OGH 15Os65/07h

OGH15Os65/07h21.6.2007

Der Oberste Gerichtshof hat am 21. Juni 2007 durch die Senatspräsidentin des Obersten Gerichtshofes Dr. Schmucker als Vorsitzende sowie durch die Hofräte des Obersten Gerichtshofes Dr. Danek, Hon. Prof. Dr. Kirchbacher, Dr. T. Solé und Mag. Lendl als weitere Richter in Gegenwart der Richteramtsanwärterin Mag. Egger als Schriftführerin in der Strafsache gegen Dkfm. Mag. Wilfried B***** wegen des Verbrechens der versuchten Vergewaltigung nach §§ 15, 201 Abs 1 StGB und einer anderen strafbaren Handlung über die Nichtigkeitsbeschwerde und die Berufung des Angeklagten gegen das Urteil des Landesgerichtes für Strafsachen Wien als Schöffengericht vom 15. März 2007, GZ 034 Hv 16/07f-33, nach Anhörung der Generalprokuratur in nichtöffentlicher Sitzung den Beschluss

gefasst:

 

Spruch:

Die Nichtigkeitsbeschwerde und die Berufung wegen Schuld werden zurückgewiesen.
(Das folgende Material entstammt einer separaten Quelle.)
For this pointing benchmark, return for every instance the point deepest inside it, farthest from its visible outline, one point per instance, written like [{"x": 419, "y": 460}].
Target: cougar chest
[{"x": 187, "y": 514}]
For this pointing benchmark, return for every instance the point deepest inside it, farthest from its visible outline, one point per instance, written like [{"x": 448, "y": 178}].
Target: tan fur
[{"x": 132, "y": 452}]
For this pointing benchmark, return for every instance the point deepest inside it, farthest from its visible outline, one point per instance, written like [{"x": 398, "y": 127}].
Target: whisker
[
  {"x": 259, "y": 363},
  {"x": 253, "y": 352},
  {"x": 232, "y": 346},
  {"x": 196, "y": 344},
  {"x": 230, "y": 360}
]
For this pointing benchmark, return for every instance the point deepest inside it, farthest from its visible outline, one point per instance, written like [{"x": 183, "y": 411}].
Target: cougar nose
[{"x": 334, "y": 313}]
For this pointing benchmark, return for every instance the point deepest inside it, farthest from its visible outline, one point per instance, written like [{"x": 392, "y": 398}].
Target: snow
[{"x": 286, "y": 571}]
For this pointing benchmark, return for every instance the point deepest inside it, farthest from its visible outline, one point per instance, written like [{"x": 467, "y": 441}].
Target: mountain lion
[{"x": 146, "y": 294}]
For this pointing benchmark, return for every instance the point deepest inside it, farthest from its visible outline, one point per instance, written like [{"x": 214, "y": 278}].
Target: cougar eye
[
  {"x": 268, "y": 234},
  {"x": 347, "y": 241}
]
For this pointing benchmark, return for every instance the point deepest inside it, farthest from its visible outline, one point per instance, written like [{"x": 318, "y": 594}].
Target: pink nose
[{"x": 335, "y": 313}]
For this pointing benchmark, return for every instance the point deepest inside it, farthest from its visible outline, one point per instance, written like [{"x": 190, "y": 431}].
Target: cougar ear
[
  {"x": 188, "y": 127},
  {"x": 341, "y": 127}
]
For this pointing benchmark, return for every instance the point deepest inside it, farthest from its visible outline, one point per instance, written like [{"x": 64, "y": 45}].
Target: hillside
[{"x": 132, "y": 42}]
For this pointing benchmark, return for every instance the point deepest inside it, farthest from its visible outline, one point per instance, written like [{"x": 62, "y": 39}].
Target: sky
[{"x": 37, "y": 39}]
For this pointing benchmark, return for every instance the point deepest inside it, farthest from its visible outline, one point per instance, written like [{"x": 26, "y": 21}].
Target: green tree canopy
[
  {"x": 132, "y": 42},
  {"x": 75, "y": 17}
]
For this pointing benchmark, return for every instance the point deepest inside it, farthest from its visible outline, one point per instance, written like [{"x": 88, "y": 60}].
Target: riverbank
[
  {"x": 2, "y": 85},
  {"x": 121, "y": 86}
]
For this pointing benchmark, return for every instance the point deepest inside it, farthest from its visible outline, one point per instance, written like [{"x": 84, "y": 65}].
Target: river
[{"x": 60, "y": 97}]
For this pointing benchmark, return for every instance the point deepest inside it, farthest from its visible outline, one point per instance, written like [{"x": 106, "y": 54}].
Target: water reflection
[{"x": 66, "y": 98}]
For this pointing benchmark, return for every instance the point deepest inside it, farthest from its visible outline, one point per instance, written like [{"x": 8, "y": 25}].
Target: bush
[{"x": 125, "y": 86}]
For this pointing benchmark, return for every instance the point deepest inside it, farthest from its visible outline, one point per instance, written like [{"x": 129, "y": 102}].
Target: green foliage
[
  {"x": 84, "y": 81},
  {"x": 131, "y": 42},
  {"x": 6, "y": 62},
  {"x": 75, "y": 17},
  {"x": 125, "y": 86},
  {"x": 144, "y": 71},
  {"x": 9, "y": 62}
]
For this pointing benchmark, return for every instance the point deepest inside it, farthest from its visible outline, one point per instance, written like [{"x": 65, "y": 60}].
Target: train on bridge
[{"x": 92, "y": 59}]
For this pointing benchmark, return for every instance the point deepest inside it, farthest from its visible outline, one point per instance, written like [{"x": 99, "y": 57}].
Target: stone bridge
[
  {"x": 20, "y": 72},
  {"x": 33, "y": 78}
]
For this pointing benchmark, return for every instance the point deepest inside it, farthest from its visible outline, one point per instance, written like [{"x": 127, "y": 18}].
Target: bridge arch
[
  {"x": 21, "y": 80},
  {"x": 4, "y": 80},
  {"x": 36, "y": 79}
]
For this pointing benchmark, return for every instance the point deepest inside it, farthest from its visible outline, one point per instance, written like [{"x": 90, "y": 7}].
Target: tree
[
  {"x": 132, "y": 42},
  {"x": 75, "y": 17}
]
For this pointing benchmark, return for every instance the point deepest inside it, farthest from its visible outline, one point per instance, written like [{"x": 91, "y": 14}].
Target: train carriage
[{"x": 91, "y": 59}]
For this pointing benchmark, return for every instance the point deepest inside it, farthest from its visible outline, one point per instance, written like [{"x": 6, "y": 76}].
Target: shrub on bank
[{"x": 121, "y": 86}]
Zur Entscheidung über die Berufung gegen den Ausspruch über die Strafe werden die Akten dem Oberlandesgericht Wien zugeleitet. Dem Angeklagten fallen auch die Kosten des bisherigen Rechtsmittelverfahrens zur Last.

Text

Gründe:

Mit dem angefochtenen Urteil wurde Dkfm. Mag. Wilfried B***** des Verbrechens der versuchten Vergewaltigung nach §§ 15, 201 Abs 1 StGB (I.) und des Vergehens der Körperverletzung nach § 83 Abs 1 StGB (II.) schuldig erkannt.

Danach hat er

I./ Marija B***** mit Gewalt, indem er ihr, nachdem er zuerst erklärte, dass er nicht früher das Haus verlassen werde „bevor er sie gefickt habe", gewaltsam der sich massiv Wehrenden ihre Kleidung vom Körper riss, wodurch sie leichte Verletzungen erlitt, zur Duldung des Beischlafes zu nötigen versucht;

II./ Janko B*****, der seiner Mutter Marija B***** zu Hilfe eilte, durch Kratzen vorsätzlich am Körper verletzt, wodurch dieser multiple Kratzwunden am rechten Handrücken, vier Kratzwunden am linken Handrücken und am linken Zeigefinger erlitt.

Rechtliche Beurteilung

Die dagegen vom Angeklagten aus den Gründen der Z 1, 5 und 9 lit a des § 281 Abs 1 StPO erhobene Nichtigkeitsbeschwerde verfehlt ihr Ziel.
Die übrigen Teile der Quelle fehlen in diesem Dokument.